Saturday, April 2, 2016

Retro Dark Horse: Star Wars: X-Wing Rogue Squadron #1

Dark Horse Comics successfully brought Star Wars back into the conscious of comic readers with Star Wars: Dark Empire in December 1991.  It was important for Dark Horse to follow up the Dark Empire mini-series with Star Wars comics that appealed to the fanbase, otherwise Star Wars would have suffered the fate of some of Dark Horse's other movie licenses that did not stick around long.  They published Classic Star Wars stories which reprinted Marvel stories and newspaper comic strips after Dark Empire and those sold okay.  The first Star Wars: Tales of the Jedi mini-series did very well and it received a followup mini series six months later.  Star Wars: Tales of the Jedi, like Star Wars: Dark Empire, was a strong event book for Dark Horse and definitely drew in readers because of the new time period being explored.  Dark Horse had published the first Droids mini-series which also saw a sequel Droids mini-series six months later, but that title did not do as well as Dark Empire II which began publication in December 1994, three years after the first Dark Empire mini-series began publication.  It was in this environment that Dark Horse publish Star Wars: X-Wing Rogue Squadron, the title that I feel cemented Star Wars as the comic industries' biggest movie license.

Star Wars: X-Wing started life as an extremely popular video game in 1993 that went on to see three sequels: TIE Fighter in 1994, X-Wing vs. TIE Fighter in 1997, and X-Wing Alliance in 1999.  Bantam Books saw promise in this expansion of the Star Wars universe and hired Michael Stackpole to bring Star Wars: X-Wing Rogue Squadron to novels.  Dark Horse wanted to collaborate with Bantam and Stackpole was hired to also write the comics.  The Star Wars: X-Wing Rogue Squadron comic mini-series debuted in July 1995 and the first novel came out in 1996.  At first, Michael Stackpole was assisted by other comic writers, but by the end of the comic title's run, Stackpole was the sole writer of the stories.

Star Wars: X-Wing Rogue Squadron was extremely successful as a novel series.  Many people feel that next to the Thrawn Trilogy, these books were the best Star Wars novels to be published by Bantam Books.  Dark Horse had originally only planned for three mini-series, but the success of the title led to it becoming an ongoing series that ran for 35 issues.  Both the novels and the comics featured stories that revolved around fan favorite Wedge Antilles, who assembled a cast of New Republic era pilots for the crew of Rogue Squadron.  The comics focused on the early days of the squadron after Return of the Jedi, while the books took place a few years later and focused on the squadron's part in the toppling of Imperial control of Coruscant.

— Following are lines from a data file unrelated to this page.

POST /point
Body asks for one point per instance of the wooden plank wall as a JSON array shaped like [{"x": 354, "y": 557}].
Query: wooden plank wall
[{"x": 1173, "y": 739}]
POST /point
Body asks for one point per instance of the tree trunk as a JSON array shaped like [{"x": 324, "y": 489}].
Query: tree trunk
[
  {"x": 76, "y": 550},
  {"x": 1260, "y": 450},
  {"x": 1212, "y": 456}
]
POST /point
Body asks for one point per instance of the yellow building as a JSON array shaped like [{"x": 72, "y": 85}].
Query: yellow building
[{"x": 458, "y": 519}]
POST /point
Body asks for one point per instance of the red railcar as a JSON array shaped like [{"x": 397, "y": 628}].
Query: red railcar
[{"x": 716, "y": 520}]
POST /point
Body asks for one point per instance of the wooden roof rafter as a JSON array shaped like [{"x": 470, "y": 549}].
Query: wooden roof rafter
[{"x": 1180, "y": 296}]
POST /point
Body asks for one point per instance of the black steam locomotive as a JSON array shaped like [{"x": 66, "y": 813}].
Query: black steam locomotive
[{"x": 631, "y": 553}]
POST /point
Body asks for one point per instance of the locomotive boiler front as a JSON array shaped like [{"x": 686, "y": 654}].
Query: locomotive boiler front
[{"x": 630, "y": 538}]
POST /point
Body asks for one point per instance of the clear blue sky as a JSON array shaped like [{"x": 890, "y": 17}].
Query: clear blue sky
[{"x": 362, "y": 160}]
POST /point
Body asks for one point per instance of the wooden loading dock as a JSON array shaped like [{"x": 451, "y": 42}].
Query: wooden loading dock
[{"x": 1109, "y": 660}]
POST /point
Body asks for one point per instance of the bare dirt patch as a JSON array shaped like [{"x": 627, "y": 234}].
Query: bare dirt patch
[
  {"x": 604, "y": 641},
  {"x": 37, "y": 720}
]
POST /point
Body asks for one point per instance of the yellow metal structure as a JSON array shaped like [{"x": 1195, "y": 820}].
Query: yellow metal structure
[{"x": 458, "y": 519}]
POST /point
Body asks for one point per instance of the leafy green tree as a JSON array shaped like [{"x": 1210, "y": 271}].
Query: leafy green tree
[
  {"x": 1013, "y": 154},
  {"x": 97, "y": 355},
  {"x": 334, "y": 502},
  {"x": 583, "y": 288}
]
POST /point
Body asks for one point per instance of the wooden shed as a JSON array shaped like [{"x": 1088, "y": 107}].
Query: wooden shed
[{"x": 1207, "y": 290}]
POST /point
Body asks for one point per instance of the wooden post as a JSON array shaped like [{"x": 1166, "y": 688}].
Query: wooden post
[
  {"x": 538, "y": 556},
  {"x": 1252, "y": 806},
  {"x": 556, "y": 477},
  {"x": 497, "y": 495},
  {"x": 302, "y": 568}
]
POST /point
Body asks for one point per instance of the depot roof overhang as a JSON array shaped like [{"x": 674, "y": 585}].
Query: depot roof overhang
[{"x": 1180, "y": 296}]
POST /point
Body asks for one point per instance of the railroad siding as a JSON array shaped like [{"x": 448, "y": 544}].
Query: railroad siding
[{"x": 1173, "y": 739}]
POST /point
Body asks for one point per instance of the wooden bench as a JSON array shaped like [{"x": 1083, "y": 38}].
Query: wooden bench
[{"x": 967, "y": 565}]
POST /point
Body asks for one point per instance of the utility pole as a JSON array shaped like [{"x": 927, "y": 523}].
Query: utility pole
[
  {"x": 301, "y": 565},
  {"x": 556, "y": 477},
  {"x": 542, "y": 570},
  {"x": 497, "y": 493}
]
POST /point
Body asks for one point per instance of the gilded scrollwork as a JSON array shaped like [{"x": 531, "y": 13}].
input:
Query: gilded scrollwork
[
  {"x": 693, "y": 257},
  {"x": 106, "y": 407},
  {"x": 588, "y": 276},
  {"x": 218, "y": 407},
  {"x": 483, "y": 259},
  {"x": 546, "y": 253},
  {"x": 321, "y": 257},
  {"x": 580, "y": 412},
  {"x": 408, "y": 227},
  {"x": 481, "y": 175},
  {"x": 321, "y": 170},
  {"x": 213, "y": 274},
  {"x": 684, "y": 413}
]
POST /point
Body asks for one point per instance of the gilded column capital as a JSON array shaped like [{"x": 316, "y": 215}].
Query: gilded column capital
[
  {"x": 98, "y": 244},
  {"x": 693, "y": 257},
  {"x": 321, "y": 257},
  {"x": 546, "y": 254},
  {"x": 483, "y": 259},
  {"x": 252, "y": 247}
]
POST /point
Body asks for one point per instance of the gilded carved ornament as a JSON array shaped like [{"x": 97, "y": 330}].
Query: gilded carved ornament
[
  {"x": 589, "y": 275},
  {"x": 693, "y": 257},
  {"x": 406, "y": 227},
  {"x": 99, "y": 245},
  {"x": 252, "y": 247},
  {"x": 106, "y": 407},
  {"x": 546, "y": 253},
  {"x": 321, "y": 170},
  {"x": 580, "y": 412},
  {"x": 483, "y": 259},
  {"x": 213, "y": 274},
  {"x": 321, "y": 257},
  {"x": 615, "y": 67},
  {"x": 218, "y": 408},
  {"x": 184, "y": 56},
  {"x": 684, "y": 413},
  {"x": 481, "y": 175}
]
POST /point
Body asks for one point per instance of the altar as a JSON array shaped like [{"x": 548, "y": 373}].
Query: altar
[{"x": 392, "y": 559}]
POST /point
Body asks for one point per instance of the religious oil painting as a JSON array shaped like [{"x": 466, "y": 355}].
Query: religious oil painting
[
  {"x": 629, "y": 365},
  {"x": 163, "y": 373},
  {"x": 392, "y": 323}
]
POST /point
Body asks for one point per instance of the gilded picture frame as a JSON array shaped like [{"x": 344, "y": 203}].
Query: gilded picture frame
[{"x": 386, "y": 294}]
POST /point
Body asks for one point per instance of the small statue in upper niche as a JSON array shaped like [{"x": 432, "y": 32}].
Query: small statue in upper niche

Star Wars: X-Wing Rogue Squadron #1a - Dark Horse Comics, U.S. (July 1995)
The cover to Star Wars: X-Wing Rogue Squadron says everything you need to know about why this series was a success: The continuing adventures of Wedge Antilles!  Wedge was a character that had survived the major battles of all three original movies and had developed a fan following.  The cover is a simple one, Wedge, decked out in his Rebel Pilot uniform, is posed in front of a squad of X-Wing Fighters flying overhead.  As you can see, the title was originally conceived as a 4-issue mini series titled Star Wars: X-Wing Rogue Squadron - Rebel Opposition.

Star Wars: X-Wing Rogue Squadron was the first Star Wars comic that played loosely with what was a mini and ongoing series.  The first 20 issues of this series were labelled on the cover as if they were each part of a 4-issue mini-series.  But, the 21st issue is labelled as such on the cover as well as subsequent issues.  In effect, X-Wing Rogue Squadron was a series of mini-series.  Since mini-series are simply story arcs, in a way, this is pretty much how most mainstream comics are published today.  I recall having each arc cataloged as a separate title until issue #21 came out, then I quickly went back and changed it to a single ongoing series.  Publishers have been throwing curves at comic collectors like this since they first began publishing comics which always makes identifying and cataloging comics fun.